Amortismanın farklı anlamları ve argümanları olabilir. Ancak en temelde, yerel ekonomiyi canlandırmak için para arzını ve fiyatları artıran ve işletmeleri ve tüketicileri daha fazla borçlanmaya ve yatırım yapmaya teşvik eden (merkez bankaları tarafından gerçekleştirilen) bir piyasa işlemidir.
Nasıl Çalışır?
Genellikle bu faaliyet, merkez bankasının devlet veya ticari banka menkul kıymetleri (örneğin hisse senetleri, tahviller veya gayrimenkul) satın alarak ekonomiye yatırım yapmasını içerir.

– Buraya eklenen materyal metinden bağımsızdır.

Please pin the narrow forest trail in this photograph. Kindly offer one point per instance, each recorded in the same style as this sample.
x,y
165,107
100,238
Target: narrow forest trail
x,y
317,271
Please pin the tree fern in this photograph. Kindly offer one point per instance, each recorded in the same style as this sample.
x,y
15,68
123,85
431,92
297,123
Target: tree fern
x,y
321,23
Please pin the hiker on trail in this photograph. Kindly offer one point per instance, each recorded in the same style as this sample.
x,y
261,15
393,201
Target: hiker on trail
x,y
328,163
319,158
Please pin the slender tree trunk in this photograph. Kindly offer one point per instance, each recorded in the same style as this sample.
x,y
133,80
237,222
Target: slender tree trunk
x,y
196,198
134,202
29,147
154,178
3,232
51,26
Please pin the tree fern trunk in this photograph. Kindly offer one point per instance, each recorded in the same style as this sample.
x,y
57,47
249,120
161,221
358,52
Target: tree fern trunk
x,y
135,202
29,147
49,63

Merkez bankası, yeni krediler vererek bu üye bankaların rezerv varlıklarına ekler (bu, kısmi rezerv bankacılığı sistemine dayalı olarak yapılır). Bu yeni krediler herhangi bir emtia veya değerli herhangi bir şey tarafından desteklenmediğinden, QE havadan para yaratır.
Bu nedenle, QE’nin amacı, para arzını artırmak ve daha erişilebilir kılmak, ekonomik aktiviteyi ve büyümeyi arttırmaktır. Ana fikir, faiz oranlarını düşük tutmak, işletmeler ve bireyler için kredileri artırmak ve bir bütün olarak ekonomiye olan güveni artırmaktır. Pratikte, QE her zaman işe yaramaz, ancak birçok destekçisi ve muhalifi ile kesinlikle tartışmalı bir yaklaşımdır. QE, yeni akışları hedefleyen bir para politikasıdır.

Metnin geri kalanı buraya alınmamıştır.